What is an intuitive explanation of the Expectation Maximization technique? [closed]

Note: the code behind this answer can be found here.


Suppose we have some data sampled from two different groups, red and blue:

enter image description here

Here, we can see which data point belongs to the red or blue group. This makes it easy to find the parameters that characterise each group. For example, the mean of the red group is around 3, the mean of the blue group is around 7 (and we could find the exact means if we wanted).

This is, generally speaking, known as maximum likelihood estimation. Given some data, we compute the value of a parameter (or parameters) that best explains that data.

Now imagine that we cannot see which value was sampled from which group. Everything looks purple to us:

enter image description here

Here we have the knowledge that there are two groups of values, but we don't know which group any particular value belongs to.

Can we still estimate the means for the red group and blue group that best fit this data?

Yes, often we can! Expectation Maximisation gives us a way to do it. The very general idea behind the algorithm is this:

  1. Start with an initial estimate of what each parameter might be.
  2. Compute the likelihood that each parameter produces the data point.
  3. Calculate weights for each data point indicating whether it is more red or more blue based on the likelihood of it being produced by a parameter. Combine the weights with the data (expectation).
  4. Compute a better estimate for the parameters using the weight-adjusted data (maximisation).
  5. Repeat steps 2 to 4 until the parameter estimate converges (the process stops producing a different estimate).

These steps need some further explanation, so I'll walk through the problem described above.

Example: estimating mean and standard deviation

I'll use Python in this example, but the code should be fairly easy to understand if you're not familiar with this language.

Suppose we have two groups, red and blue, with the values distributed as in the image above. Specifically, each group contains a value drawn from a normal distribution with the following parameters:

import numpy as np
from scipy import stats

np.random.seed(110) # for reproducible results

# set parameters
red_mean = 3
red_std = 0.8

blue_mean = 7
blue_std = 2

# draw 20 samples from normal distributions with red/blue parameters
red = np.random.normal(red_mean, red_std, size=20)
blue = np.random.normal(blue_mean, blue_std, size=20)

both_colours = np.sort(np.concatenate((red, blue))) # for later use...

Here is an image of these red and blue groups again (to save you from having to scroll up):

enter image description here

When we can see the colour of each point (i.e. which group it belongs to), it's very easy to estimate the mean and standard deviation for each each group. We just pass the red and blue values to the builtin functions in NumPy. For example:

>>> np.mean(red)
2.802
>>> np.std(red)
0.871
>>> np.mean(blue)
6.932
>>> np.std(blue)
2.195

But what if we can't see the colours of the points? That is, instead of red or blue, every point has been coloured purple.
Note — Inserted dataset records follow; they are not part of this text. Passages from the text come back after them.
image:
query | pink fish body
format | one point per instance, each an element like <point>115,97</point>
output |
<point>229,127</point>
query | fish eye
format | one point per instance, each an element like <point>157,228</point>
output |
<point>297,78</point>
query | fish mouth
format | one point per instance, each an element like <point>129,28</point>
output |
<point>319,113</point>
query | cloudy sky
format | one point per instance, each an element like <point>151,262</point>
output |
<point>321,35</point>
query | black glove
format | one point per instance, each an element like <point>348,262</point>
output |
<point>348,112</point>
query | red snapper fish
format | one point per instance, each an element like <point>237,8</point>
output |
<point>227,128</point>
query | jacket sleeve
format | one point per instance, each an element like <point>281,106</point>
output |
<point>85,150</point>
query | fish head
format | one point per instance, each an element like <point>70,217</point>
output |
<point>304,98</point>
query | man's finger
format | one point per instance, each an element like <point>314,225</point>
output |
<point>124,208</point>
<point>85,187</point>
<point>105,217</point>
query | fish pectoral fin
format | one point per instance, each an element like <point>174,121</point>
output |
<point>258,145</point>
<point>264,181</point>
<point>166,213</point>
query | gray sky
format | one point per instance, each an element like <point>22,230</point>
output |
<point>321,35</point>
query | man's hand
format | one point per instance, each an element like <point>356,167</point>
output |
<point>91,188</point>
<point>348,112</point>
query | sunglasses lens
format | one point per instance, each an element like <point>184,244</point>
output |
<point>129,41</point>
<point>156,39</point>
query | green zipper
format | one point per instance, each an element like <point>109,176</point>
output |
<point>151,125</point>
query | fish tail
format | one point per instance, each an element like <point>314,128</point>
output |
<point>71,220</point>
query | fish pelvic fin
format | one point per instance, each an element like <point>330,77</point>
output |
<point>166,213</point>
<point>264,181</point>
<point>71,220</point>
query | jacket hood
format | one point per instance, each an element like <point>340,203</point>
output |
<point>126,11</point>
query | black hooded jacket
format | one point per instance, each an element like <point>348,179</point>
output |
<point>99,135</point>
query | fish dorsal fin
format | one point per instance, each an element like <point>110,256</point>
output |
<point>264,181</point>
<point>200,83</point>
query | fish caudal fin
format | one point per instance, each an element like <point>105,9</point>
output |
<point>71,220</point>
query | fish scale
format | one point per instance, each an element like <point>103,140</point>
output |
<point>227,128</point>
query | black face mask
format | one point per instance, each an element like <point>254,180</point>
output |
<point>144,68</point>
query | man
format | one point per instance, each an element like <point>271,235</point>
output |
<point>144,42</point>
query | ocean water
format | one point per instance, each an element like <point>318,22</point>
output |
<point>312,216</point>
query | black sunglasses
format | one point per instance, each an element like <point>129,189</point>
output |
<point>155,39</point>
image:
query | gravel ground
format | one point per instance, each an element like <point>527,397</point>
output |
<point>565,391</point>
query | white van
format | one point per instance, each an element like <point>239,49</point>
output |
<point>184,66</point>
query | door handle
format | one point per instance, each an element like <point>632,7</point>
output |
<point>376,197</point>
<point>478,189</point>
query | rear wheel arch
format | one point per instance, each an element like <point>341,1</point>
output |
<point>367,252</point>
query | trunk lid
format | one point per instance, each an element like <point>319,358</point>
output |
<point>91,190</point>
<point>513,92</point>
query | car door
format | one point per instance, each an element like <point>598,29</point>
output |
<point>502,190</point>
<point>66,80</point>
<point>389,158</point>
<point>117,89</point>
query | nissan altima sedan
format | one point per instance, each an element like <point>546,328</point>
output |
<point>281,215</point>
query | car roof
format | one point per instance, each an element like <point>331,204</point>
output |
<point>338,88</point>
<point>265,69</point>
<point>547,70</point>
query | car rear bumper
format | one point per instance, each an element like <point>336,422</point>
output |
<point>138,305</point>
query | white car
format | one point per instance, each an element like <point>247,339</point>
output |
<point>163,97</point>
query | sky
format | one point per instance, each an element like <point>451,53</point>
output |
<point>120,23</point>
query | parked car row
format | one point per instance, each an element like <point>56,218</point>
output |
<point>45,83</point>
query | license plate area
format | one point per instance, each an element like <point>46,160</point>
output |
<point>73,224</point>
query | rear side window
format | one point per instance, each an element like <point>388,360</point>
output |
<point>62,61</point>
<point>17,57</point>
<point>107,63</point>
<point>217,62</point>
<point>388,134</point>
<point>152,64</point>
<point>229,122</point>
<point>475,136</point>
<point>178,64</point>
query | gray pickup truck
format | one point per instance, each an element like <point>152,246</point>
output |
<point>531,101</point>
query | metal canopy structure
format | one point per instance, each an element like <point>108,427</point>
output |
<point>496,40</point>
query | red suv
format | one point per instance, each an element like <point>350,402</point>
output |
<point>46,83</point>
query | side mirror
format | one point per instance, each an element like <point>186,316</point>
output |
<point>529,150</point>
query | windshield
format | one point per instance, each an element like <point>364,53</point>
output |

To try and recover the mean and standard deviation parameters for the red and blue groups, we can use Expectation Maximisation.

Our first step (step 1 above) is to guess at the parameter values for each group's mean and standard deviation. We don't have to guess intelligently; we can pick any numbers we like:

# estimates for the mean
red_mean_guess = 1.1
blue_mean_guess = 9

# estimates for the standard deviation
red_std_guess = 2
blue_std_guess = 1.7

These parameter estimates produce bell curves that look like this:

enter image description here

These are bad estimates. Both means (the vertical dotted lines) look far off any kind of "middle" for sensible groups of points, for instance. We want to improve these estimates.

The next step (step 2) is to compute the likelihood of each data point appearing under the current parameter guesses:

likelihood_of_red = stats.norm(red_mean_guess, red_std_guess).pdf(both_colours)
likelihood_of_blue = stats.norm(blue_mean_guess, blue_std_guess).pdf(both_colours)

Here, we have simply put each data point into the probability density function for a normal distribution using our current guesses at the mean and standard deviation for red and blue. This tells us, for example, that with our current guesses the data point at 1.761 is much more likely to be red (0.189) than blue (0.00003).

For each data point, we can turn these two likelihood values into weights (step 3) so that they sum to 1 as follows:

likelihood_total = likelihood_of_red + likelihood_of_blue

red_weight = likelihood_of_red / likelihood_total
blue_weight = likelihood_of_blue / likelihood_total

With our current estimates and our newly-computed weights, we can now compute new estimates for the mean and standard deviation of the red and blue groups (step 4).

We twice compute the mean and standard deviation using all data points, but with the different weightings: once for the red weights and once for the blue weights.

The key bit of intuition is that the greater the weight of a colour on a data point, the more the data point influences the next estimates for that colour's parameters. This has the effect of "pulling" the parameters in the right direction.

def estimate_mean(data, weight):
    """
    For each data point, multiply the point by the probability it
    was drawn from the colour's distribution (its "weight").

    Divide by the total weight: essentially, we're finding where 
    the weight is centred among our data points.
    """
    return np.sum(data * weight) / np.sum(weight)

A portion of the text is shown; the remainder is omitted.